On compte plus d’une quinzaine de programmes de subventions pour les missions globales des organismes communautaires autonomes de tous les secteurs d’activité au Québec, chacun sous la responsabilité d’un ministère ou d’un organisme gouvernemental. Parmi ceux-ci, le Ministère de la Santé et des Services sociaux chapeaute le Programme de soutien aux organismes communautaires (PSOC), qui est l’un des plus vieux. Celui-ci distribue les fonds selon une mécanique régionale plutôt unique en son genre.

En effet, lorsque des investissements sont accordés à l’enveloppe annuelle pour la mission globale du PSOC, ceux-ci sont partagés aux bailleurs de fonds de chaque région et aux organismes nationaux de service en considérant seulement le nombre d’organismes comptés dans chacune des enveloppes. Le ministère ne tient pas compte des types d’organismes qu’on trouve dans chaque région.
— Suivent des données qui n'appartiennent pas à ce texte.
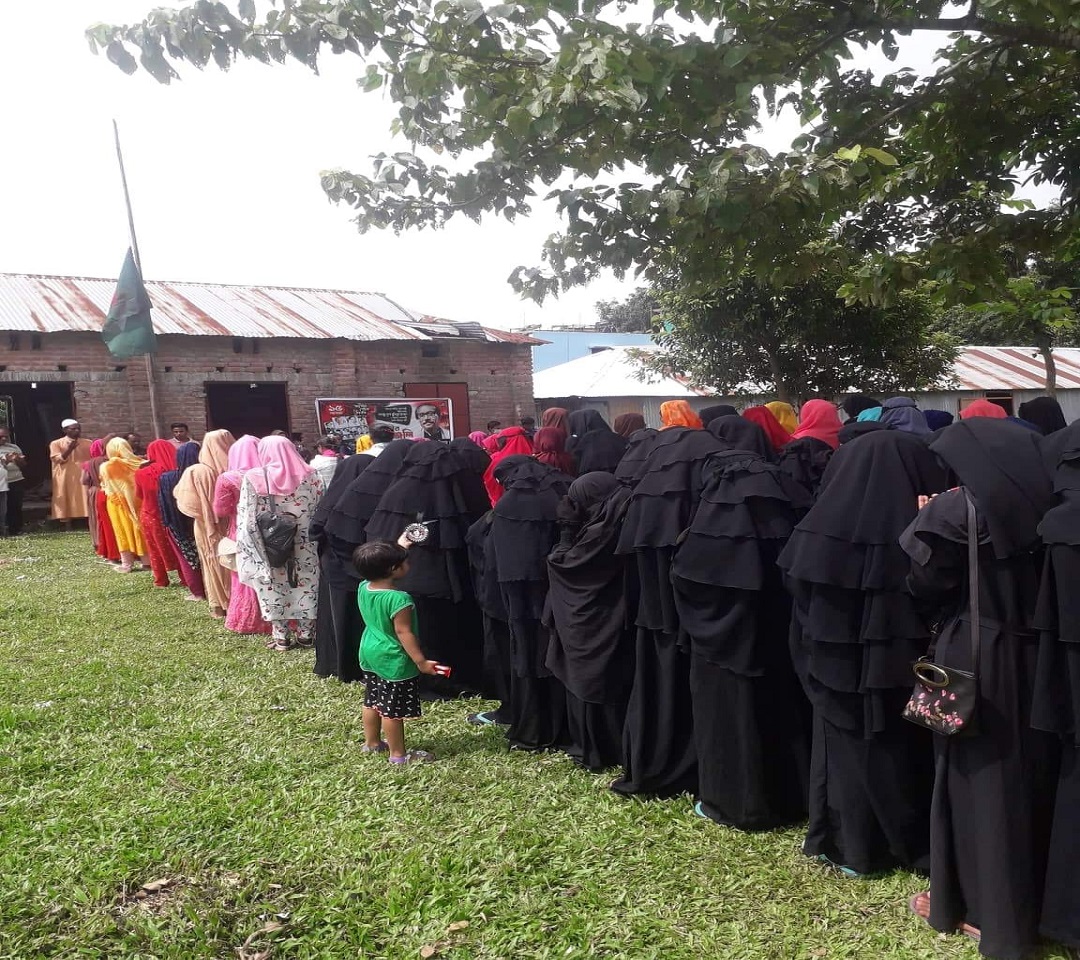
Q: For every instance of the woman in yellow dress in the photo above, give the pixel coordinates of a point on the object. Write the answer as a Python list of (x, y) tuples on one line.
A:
[(118, 484)]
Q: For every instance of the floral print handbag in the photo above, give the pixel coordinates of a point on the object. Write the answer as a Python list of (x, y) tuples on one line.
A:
[(945, 699)]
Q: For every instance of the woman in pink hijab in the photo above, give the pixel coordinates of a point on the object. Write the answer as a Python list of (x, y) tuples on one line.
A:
[(983, 408), (820, 420), (243, 613), (287, 595)]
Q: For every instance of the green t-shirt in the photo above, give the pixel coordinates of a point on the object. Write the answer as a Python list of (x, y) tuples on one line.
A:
[(380, 651)]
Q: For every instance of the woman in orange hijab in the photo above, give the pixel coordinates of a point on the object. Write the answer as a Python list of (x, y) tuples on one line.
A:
[(785, 414), (678, 413), (118, 484), (194, 498), (983, 408)]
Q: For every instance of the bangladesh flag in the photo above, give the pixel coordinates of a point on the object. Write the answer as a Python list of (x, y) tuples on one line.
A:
[(127, 330)]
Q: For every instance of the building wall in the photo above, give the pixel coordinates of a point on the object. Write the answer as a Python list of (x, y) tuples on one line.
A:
[(113, 394)]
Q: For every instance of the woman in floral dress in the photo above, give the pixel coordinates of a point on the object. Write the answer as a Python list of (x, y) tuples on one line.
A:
[(243, 614), (288, 596)]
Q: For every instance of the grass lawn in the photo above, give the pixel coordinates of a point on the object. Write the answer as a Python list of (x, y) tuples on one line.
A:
[(140, 742)]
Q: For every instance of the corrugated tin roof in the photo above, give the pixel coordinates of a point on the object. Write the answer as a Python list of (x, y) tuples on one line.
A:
[(1013, 368), (56, 303), (609, 373)]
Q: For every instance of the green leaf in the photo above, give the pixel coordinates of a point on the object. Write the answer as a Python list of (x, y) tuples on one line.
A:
[(518, 120), (880, 156)]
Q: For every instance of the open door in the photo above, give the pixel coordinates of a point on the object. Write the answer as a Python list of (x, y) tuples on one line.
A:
[(255, 408)]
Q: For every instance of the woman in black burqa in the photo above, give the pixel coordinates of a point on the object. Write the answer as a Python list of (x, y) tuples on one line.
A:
[(751, 720), (855, 632), (524, 530), (659, 756), (338, 626), (436, 484), (994, 785), (1056, 706), (593, 444), (590, 595)]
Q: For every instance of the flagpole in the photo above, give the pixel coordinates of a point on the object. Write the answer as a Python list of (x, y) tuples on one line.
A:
[(138, 262)]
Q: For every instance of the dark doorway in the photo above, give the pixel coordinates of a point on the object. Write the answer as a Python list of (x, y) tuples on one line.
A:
[(36, 411), (457, 393), (255, 408)]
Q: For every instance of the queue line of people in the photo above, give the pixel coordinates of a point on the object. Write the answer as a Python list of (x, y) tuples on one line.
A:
[(727, 607)]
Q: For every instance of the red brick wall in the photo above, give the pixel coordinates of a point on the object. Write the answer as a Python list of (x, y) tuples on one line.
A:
[(112, 394)]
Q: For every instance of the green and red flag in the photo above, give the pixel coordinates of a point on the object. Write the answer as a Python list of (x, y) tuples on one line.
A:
[(127, 329)]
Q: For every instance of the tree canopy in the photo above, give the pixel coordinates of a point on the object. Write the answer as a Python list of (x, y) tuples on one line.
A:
[(633, 120), (800, 340)]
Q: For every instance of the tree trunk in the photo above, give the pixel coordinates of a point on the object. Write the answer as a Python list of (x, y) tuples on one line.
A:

Une mécanique qui créé et maintient des iniquités

Les fonds du PSOC passent donc par plusieurs bailleurs de fonds qui s’appuient sur des bases de référence différentes (aussi connues sous différentes appellations, comme budget de base estimé). Par exemple, pour la typologie « Milieux de vie et de soutien dans la communauté », les montants de référence régionaux variaient entre 135 000$ et 467 260$ en 2024-2025.

La référence à des montants variables, couplée au sous-financement chronique de l’enveloppe annuelle pour la mission globale, mène à des écarts de financement qu’il est urgent de combler. Par exemple, encore en 2024-2025, la subvention moyenne pour les groupes de typologie « Aide et entraide » était de 104 442$ au Saguenay-Lac-St-Jean alors qu’elle était de 210 995$ au Bas-St-Laurent.

Quand on regarde les subventions moyennes régionales en 2024-2025, on constate aussi un écart considérable de plus de 204 000$ entre la plus basse et la plus élevée.

Pour que le droit à la santé de toute la population soit respecté, l’ensemble des OCASSS doivent bénéficier de ressources optimales, peu importe où ils sont situés au Québec. C’est pourquoi la campagne CA$$$H revendique du financement selon les seuils planchers communs et adaptés à tous les OCASSS pour répondre adéquatement aux besoins.

Saviez-vous que ?

En 2024-2025, la subvention moyenne pour la mission globale était de 207 704$, en excluant les ressources d’hébergement 24h/7 jours (300 OCASSS), dont les subventions étaient de 500 000$ et +.

Quand on y applique les balises des seuils planchers, cela signifie que la subvention moyenne ne couvre même pas le salaire de 2 personnes.

Alors qu’on estime qu’aucune mission ne peut être pleinement accomplie avec moins de 4 postes, la différence démontre les défis que les groupes relèvent avec des montages financiers impressionnants.